Superhero fiction is a larger than life genre that pits good against evil and often deals in archetypes. That said, it's easy for archetypes to turn into stereotypes, which can be harmful. So I'm always pleased when a superhero movie smashes problematic depictions, as well as bad guys. And in Spider-Man: Homecoming, one major troubling trope that gets twisted relates to the identity of the film's villain. Spoiles ahead! Adrian Toomes, also known as the Vulture in Spider-Man: Homecoming, is not an overprotective dad, which does a bigger service to his daughter, Liz, as a female character than you might imagine.

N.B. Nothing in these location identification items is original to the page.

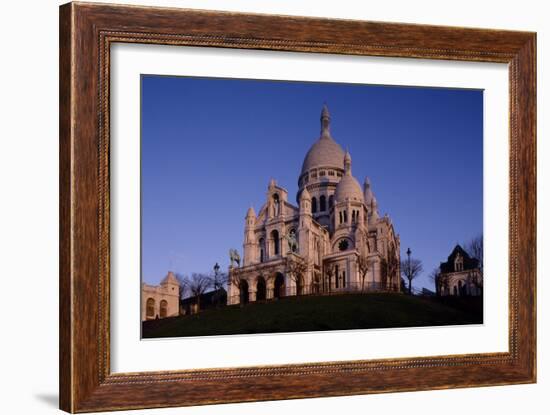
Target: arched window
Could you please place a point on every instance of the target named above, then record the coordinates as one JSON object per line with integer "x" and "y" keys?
{"x": 150, "y": 309}
{"x": 261, "y": 290}
{"x": 275, "y": 241}
{"x": 276, "y": 204}
{"x": 459, "y": 263}
{"x": 243, "y": 292}
{"x": 322, "y": 204}
{"x": 262, "y": 250}
{"x": 163, "y": 309}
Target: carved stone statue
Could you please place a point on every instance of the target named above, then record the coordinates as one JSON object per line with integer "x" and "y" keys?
{"x": 292, "y": 241}
{"x": 234, "y": 257}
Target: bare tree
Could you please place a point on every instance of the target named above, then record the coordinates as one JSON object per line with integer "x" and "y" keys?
{"x": 475, "y": 279}
{"x": 198, "y": 285}
{"x": 363, "y": 265}
{"x": 389, "y": 269}
{"x": 411, "y": 268}
{"x": 296, "y": 268}
{"x": 219, "y": 280}
{"x": 475, "y": 249}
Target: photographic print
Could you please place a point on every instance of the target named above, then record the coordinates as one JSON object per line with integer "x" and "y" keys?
{"x": 278, "y": 206}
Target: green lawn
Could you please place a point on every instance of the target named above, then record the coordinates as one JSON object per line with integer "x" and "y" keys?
{"x": 338, "y": 312}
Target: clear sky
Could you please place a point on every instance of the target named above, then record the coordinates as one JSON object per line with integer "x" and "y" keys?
{"x": 210, "y": 146}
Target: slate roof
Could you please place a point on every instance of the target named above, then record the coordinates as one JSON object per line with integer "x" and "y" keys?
{"x": 449, "y": 265}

For one thing, the fact that the Michael Keaton's Vulture is Liz's dad, and not her captor or some other man in charge, is a major step. When I saw Toomes open the door on the night of the dance, my expectations as an audience member were immediately subverted as, like many other people probably did, I initially assumed that he had found out Spider-Man's identity, and was holding the kid's Homecoming date hostage as a result. But because Liz is his daughter, whom he clearly loves, she's never in danger of being kidnapped or threatened, like so many female characters are.
Then it gets better. Adrian drives Liz and Peter to the dance, and slowly figures out that his daughter is on a date with the not-quite-Avenger he has just sworn to kill. He asks to speak to Peter privately, to give him the dreaded "Dad talk." Liz rolls her eyes. Here we go again, my trope-primed brain thought when I watched this unfold. Toomes is going to tell Peter to stay away from his little girl, and threaten more violence on him if he so much as touches her. Blah blah blah. I've heard it all before. Even my father, who is otherwise a feminist, used to joke around with other dads in the neighborhood about sitting on the porch, chasing away potential suitors with a shotgun. (Joke's on you, pops, I chased them away myself with my own dorky teenage lack of appeal. Ha!)
But that's not what ol' Toomes does. Nope. Instead, he practically encourages the relationship, and gives Peter a chance to live because of his daughter. The Vulture protects his family, while understanding Liz and her choices. A male supervillain who respects women — how nice, and how rare.
It's great to see Tomes not decide Liz's life for her, and it's unfortunate that he's one of the few on-screen dads to act like this. Hollywood, and real life, tend to romanticize overprotective fathers; just look at the dad-daughter relationships in 10 Things I Hate About You, Dirty Dancing, The Little Mermaid — there's a joke about it in Clueless, and it's the entire plot of Taken. But this behavior promotes slut shaming and purity culture, and takes agency away from the young women themselves. It also supports the idea that heterosexual men will never understand sexism unless or until they have a daughter of their own. So, I applaud Homecoming for not taking the easy route, and instead successfully sidestepping a harmful stereotype.
That said, the movie's treatment of female characters isn't all great. None of the women are particularly integral to the plot. They're not prizes to be won, and have lives outside of Peter's orbit, but they rarely get to take action or have arcs. But the fact that Toomes' relationship with Liz stands out so much from the norm is worth highlighting. Homecoming is a needed reminder that the villain doesn't have to kidnap the hero's love interest and threaten to kill or rape her in order to prove that they are evil. The Vulture is a great antagonist and a great character for that reason.
The Marvel Cinematic Universe may not always be gritty and/or realistic, but it does play with audiences and the "rules" of the genre every so often. Spider-Man: Homecoming continues this tradition in a sneakily feminist way, making the film and it's flying antagonist that much better.